FINDINGS: Stomach mobile, conduit fashioned. Celiac/LGA LND performed. Esophagus mobilized carina to hiatus. Mediastinal LND stations ***. Anastomosis at *** level, no leak.
PROCEDURE:
ABDOMINAL: Supine. [Midline/Laparoscopic] access. Greater omentum divided. Gastrohepatic divided. LGA/LGV ligated at celiac with LND. Short gastrics divided.
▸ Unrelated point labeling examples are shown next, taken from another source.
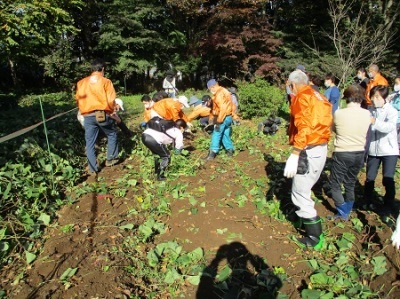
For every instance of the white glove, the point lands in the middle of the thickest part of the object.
(396, 235)
(291, 166)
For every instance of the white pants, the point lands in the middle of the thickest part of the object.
(302, 183)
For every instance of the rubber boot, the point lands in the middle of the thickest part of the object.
(314, 236)
(211, 156)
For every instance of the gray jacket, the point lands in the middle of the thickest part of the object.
(383, 132)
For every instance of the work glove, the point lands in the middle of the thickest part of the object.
(396, 235)
(217, 127)
(291, 166)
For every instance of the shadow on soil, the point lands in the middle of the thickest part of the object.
(247, 276)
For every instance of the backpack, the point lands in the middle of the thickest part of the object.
(161, 125)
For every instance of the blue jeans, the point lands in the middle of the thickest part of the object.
(92, 128)
(344, 170)
(223, 136)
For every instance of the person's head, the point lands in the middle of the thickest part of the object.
(361, 73)
(206, 99)
(212, 86)
(297, 80)
(330, 80)
(98, 66)
(314, 80)
(181, 124)
(396, 86)
(147, 101)
(354, 94)
(373, 70)
(378, 95)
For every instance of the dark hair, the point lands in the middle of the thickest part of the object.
(97, 66)
(331, 76)
(180, 123)
(354, 94)
(205, 98)
(145, 98)
(383, 91)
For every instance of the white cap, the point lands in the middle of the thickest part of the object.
(119, 102)
(184, 101)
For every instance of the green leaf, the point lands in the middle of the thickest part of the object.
(44, 218)
(193, 280)
(30, 257)
(127, 226)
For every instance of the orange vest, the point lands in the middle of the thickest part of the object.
(310, 118)
(95, 93)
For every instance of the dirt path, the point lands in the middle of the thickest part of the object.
(217, 211)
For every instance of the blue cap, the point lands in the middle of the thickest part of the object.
(210, 83)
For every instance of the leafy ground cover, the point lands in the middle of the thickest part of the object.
(213, 230)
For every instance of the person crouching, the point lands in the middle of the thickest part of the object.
(157, 143)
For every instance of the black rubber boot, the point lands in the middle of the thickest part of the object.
(314, 236)
(211, 156)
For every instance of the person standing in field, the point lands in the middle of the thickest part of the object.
(95, 96)
(309, 133)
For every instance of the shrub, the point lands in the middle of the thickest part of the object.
(259, 99)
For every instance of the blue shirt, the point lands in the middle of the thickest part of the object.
(333, 95)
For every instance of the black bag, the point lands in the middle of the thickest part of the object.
(302, 167)
(159, 124)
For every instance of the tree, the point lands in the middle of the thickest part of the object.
(29, 28)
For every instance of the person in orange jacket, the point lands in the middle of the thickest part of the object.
(309, 133)
(168, 109)
(222, 110)
(201, 109)
(376, 79)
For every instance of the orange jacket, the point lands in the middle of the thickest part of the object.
(199, 111)
(310, 118)
(169, 109)
(95, 93)
(377, 80)
(222, 104)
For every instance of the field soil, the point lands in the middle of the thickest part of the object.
(85, 235)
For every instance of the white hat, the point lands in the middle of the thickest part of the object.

Gastric conduit fashioned, right gastroepiploic based, *** cm wide. Heineke-Mikulicz pyloroplasty performed [/ Finney / Botox / pyloromyotomy]. J-tube placed.
THORACIC: Left lateral. Right *** ICS [thoracotomy/VATS]. Single-lung ventilation. Azygos divided. Esophagus mobilized. Mediastinal LND stations ***. Conduit delivered through hiatus. *** anastomosis at *** level. Saline test; no leak. NGT placed distal to anastomosis. Chest tube *** Fr. Closed.
EBL: *** mL
SPECIMENS: Esophageal specimen + LNs to pathology
COMPLICATIONS: None
DISPOSITION: Thoracic ICU. J-feeds POD 1. Swallow study POD 5.
Signed: .ME, .MYDEGREE
.TODAYVariants
Transhiatal Esophagectomy (THE)
A transhiatal approach was used, avoiding thoracotomy. The abdominal phase was performed as described. Cervical esophageal dissection was performed through a left neck incision, with the esophagus encircled and controlled. The thoracic esophagus was mobilized bluntly through the hiatus under direct vision to the level of the carina, then with a hand advanced through the hiatus. The conduit was pulled up to the neck and a cervical hand-sewn [/ stapled] anastomosis was constructed. THE is preferred for patients with prohibitive pulmonary function or when thoracotomy is contraindicated; cervical leak rates are higher but are generally less morbid than intrathoracic leaks.
Charting Tips
- Document conduit viability before the anastomosis: conduit length, color and turgor at the tip, Doppler signal, and ICG fluorescence result if used. The note should show the surgeon assessed perfusion before constructing the anastomosis.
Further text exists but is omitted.